The Smithsonian’s rural push comes against a backdrop it says includes workforce development, capital access, infrastructure, health, land use, environment and community preservation challenges. The institution has said 82% of rural cultural organizations have annual budgets under $25,000, a figure that helps explain why it is trying to collaborate strategically with organizations around the country and reach communities that often have less institutional support than larger cities.

Ackerman’s path fits that mission closely. The University of Montana described her in 2024 as the Distinguished Young Woman of Montana and said she planned to pursue biology with hopes of teaching in schools or other educational settings. Helena Public Schools listed her among Helena High School’s distinguished students and National Honor Society inductees, and also named her an AP Scholar with Honor in 2023. Her biology major with a concentration in education suggests a career that could bridge science communication, teaching and public engagement.

AI-generated illustration
AI-generated illustration

For Helena and Lewis and Clark County, the selection is more than a personal milestone. It shows that a student from a smaller capital city can compete for a national cultural institution’s first rural cohort, and it raises a larger question about whether programs like this help rural communities build career pipelines or simply export top talent. First Interstate Bank, which is tied to the internship, says the goal is for ten rural students to gain real-world experience, build networks and bring what they learn back home.

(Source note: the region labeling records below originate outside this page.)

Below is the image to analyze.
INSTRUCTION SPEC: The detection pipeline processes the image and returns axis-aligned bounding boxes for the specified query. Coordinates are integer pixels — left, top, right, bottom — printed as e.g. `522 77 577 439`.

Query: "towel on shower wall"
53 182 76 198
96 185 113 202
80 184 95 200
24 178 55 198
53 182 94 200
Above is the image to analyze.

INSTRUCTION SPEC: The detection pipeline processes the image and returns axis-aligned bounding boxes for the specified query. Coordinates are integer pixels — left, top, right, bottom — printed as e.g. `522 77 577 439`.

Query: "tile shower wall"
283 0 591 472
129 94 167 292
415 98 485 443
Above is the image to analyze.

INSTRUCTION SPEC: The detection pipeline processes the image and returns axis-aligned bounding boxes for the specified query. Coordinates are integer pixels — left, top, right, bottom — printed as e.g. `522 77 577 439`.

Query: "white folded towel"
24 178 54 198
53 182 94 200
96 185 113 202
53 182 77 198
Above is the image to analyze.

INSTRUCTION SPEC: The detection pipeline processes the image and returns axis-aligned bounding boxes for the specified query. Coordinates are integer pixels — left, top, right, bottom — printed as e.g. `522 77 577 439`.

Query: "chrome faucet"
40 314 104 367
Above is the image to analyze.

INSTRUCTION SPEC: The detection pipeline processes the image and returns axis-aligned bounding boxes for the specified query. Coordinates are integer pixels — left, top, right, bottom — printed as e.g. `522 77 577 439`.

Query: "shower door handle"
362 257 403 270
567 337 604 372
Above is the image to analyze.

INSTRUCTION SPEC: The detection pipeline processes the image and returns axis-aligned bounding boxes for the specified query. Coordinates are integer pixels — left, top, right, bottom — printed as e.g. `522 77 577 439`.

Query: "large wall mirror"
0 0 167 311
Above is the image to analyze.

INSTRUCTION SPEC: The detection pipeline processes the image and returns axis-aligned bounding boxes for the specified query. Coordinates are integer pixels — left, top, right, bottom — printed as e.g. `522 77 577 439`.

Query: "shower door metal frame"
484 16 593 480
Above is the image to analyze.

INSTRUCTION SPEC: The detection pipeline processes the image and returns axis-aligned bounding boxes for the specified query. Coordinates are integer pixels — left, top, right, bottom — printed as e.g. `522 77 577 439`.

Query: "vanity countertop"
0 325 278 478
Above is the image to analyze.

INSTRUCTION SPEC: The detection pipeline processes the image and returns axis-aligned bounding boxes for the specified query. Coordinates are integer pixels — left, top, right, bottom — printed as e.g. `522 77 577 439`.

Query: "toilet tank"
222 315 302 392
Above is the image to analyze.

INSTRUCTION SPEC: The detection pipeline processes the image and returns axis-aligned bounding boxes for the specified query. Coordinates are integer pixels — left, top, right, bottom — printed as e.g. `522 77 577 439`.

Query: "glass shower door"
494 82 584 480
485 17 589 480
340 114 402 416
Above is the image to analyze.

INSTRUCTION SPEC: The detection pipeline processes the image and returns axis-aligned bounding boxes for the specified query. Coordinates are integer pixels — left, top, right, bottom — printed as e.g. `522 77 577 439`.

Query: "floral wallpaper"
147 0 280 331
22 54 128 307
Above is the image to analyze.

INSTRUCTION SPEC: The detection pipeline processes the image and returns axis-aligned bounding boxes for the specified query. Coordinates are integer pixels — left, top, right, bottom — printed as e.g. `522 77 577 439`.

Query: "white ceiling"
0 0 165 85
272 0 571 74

Students in Helena who want similar opportunities can start by building a strong academic record, seeking leadership roles and looking for programs that connect school, service and a clear field of study. Ackerman’s record at Helena High and the University of Montana shows that national openings often go to students who combine achievement with a defined career direction, not just those who wait for an opportunity to appear.

This article was produced by Prism’s automated news system from verified source data, official records, and press releases, then run through automated quality and moderation checks before publishing. The system is built and supervised by the people who set the standards it runs under. Read our full AI policy.